10. A irresignação da parte embargante revela mero inconformismo com a solução adotada, insuscetível de correção pela via dos embargos de declaração.
11. Consideram-se prequestionados os dispositivos suscitados, nos termos do artigo 1.025 do CPC, ainda que rejeitados os embargos.
IV. DISPOSITIVO E TESE
12. Embargos de declaração rejeitados.
Tese de julgamento:
1. A declaração de constitucionalidade do artigo 3º da Lei nº 9.876/1999 pelo STF, em sede de controle concentrado, supera a tese firmada no Tema 1.102 da repercussão geral e afasta a possibilidade de revisão do benefício previdenciário pela regra da “vida toda”.

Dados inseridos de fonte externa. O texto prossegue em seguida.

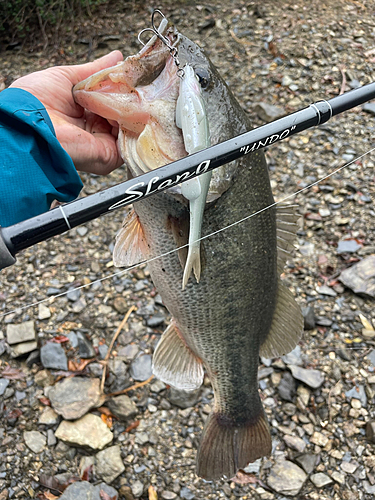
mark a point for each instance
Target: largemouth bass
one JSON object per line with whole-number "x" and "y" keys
{"x": 239, "y": 309}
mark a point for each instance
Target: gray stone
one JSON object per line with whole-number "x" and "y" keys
{"x": 48, "y": 417}
{"x": 307, "y": 462}
{"x": 320, "y": 480}
{"x": 268, "y": 112}
{"x": 22, "y": 332}
{"x": 294, "y": 357}
{"x": 357, "y": 393}
{"x": 122, "y": 406}
{"x": 85, "y": 348}
{"x": 361, "y": 277}
{"x": 348, "y": 246}
{"x": 286, "y": 478}
{"x": 312, "y": 378}
{"x": 89, "y": 431}
{"x": 109, "y": 464}
{"x": 183, "y": 399}
{"x": 74, "y": 397}
{"x": 4, "y": 382}
{"x": 35, "y": 441}
{"x": 23, "y": 348}
{"x": 140, "y": 368}
{"x": 53, "y": 356}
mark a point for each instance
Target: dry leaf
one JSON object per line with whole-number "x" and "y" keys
{"x": 152, "y": 495}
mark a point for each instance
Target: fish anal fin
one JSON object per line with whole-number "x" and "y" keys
{"x": 131, "y": 245}
{"x": 286, "y": 328}
{"x": 175, "y": 363}
{"x": 225, "y": 448}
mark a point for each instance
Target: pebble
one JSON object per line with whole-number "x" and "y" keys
{"x": 312, "y": 378}
{"x": 320, "y": 480}
{"x": 89, "y": 431}
{"x": 22, "y": 332}
{"x": 286, "y": 478}
{"x": 74, "y": 397}
{"x": 122, "y": 407}
{"x": 109, "y": 464}
{"x": 53, "y": 356}
{"x": 35, "y": 440}
{"x": 85, "y": 348}
{"x": 140, "y": 368}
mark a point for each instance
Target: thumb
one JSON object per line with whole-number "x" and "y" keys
{"x": 82, "y": 71}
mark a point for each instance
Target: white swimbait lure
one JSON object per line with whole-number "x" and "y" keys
{"x": 191, "y": 118}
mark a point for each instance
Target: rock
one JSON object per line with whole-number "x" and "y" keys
{"x": 137, "y": 489}
{"x": 109, "y": 464}
{"x": 35, "y": 441}
{"x": 361, "y": 277}
{"x": 122, "y": 407}
{"x": 43, "y": 312}
{"x": 23, "y": 348}
{"x": 268, "y": 112}
{"x": 357, "y": 393}
{"x": 48, "y": 417}
{"x": 286, "y": 478}
{"x": 307, "y": 462}
{"x": 295, "y": 443}
{"x": 320, "y": 480}
{"x": 53, "y": 356}
{"x": 89, "y": 431}
{"x": 309, "y": 318}
{"x": 85, "y": 349}
{"x": 140, "y": 368}
{"x": 312, "y": 378}
{"x": 4, "y": 382}
{"x": 294, "y": 357}
{"x": 182, "y": 399}
{"x": 21, "y": 332}
{"x": 287, "y": 387}
{"x": 74, "y": 397}
{"x": 348, "y": 246}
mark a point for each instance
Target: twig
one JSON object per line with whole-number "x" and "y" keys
{"x": 117, "y": 333}
{"x": 132, "y": 388}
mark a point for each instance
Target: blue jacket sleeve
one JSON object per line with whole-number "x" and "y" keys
{"x": 34, "y": 168}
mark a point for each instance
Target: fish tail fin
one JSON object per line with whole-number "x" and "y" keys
{"x": 193, "y": 263}
{"x": 227, "y": 447}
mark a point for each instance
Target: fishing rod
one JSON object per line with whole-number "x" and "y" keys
{"x": 27, "y": 233}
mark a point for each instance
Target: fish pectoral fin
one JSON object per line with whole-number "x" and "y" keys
{"x": 175, "y": 363}
{"x": 286, "y": 328}
{"x": 131, "y": 246}
{"x": 226, "y": 447}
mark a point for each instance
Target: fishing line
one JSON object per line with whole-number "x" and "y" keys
{"x": 119, "y": 273}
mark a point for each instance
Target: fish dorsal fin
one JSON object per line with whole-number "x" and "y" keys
{"x": 287, "y": 323}
{"x": 131, "y": 246}
{"x": 286, "y": 229}
{"x": 286, "y": 328}
{"x": 175, "y": 363}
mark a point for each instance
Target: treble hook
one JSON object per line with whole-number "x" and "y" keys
{"x": 172, "y": 47}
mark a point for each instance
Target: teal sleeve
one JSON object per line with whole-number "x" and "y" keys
{"x": 34, "y": 168}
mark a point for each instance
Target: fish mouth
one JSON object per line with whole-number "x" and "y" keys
{"x": 140, "y": 94}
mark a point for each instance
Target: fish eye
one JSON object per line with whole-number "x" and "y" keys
{"x": 203, "y": 77}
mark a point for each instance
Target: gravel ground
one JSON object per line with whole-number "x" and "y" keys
{"x": 319, "y": 399}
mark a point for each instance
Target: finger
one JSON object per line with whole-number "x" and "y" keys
{"x": 82, "y": 71}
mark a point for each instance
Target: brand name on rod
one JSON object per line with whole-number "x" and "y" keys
{"x": 250, "y": 148}
{"x": 141, "y": 189}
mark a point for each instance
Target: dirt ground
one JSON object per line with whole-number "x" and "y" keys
{"x": 286, "y": 54}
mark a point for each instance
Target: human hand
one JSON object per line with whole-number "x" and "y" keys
{"x": 88, "y": 139}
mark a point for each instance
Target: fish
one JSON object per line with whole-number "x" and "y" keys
{"x": 239, "y": 309}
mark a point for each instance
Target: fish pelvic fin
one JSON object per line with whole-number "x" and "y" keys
{"x": 227, "y": 447}
{"x": 175, "y": 363}
{"x": 286, "y": 327}
{"x": 131, "y": 245}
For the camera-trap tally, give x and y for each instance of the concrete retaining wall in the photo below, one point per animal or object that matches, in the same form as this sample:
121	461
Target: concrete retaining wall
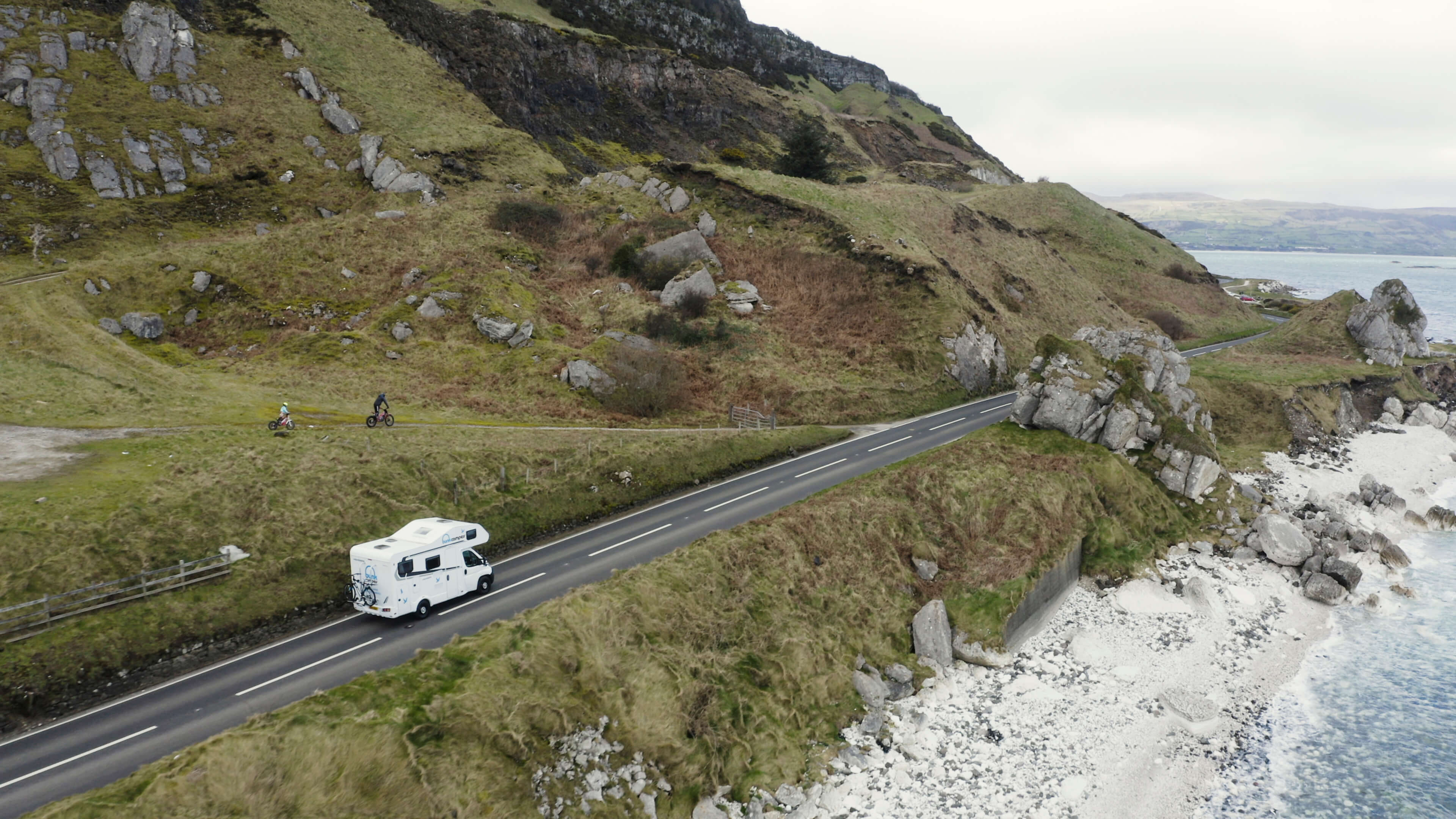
1039	607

2. A superação do Tema 1.102 torna insubsistente a ordem de suspensão nacional dos processos, legitimando o julgamento das demandas individuais sobre a matéria.
3. Embargos de declaração não se prestam à rediscussão do mérito quando inexistentes omissão, contradição, obscuridade ou erro material.
Dispositivos relevantes citados: CF/1988, art. 102, § 2º; CPC/2015, arts. 1.022 e 1.025; Lei nº 9.876/1999, art. 3º; Lei nº 8.213/1991, art. 29.
Jurisprudência relevante citada: STF, ADI nº 2.110, Plenário, j. 21.03.2024; STF, ADI nº 2.111, Plenário, j. 21.03.2024; STF, RE nº 1.276.977 (Tema 1.102/RG); STF, Rcl 75736 AgR, Rel. Min. Nunes Marques, Segunda Turma, j. 24.03.2025; STF, Rcl 76360 AgR, Rel. Min. Luiz Fux, Primeira Turma, j. 26.05.2025; STF, Rcl 75508 AgR, Rel. Min. Dias Toffoli, Segunda Turma, j. 03.03.2025.
ACÓRDÃO
Vistos e relatados estes autos em que são partes as acima indicadas, a Egrégia 2ª Turma Especializada do Tribunal Regional Federal da 2ª Região decidiu, por unanimidade, NEGAR PROVIMENTO aos Embargos de Declaração, por não verificar quaisquer das hipóteses previstas no art. 1.022 do CPC, nos termos do relatório, votos e notas de julgamento que ficam fazendo parte integrante do presente julgado.
Rio de Janeiro, 20 de fevereiro de 2026.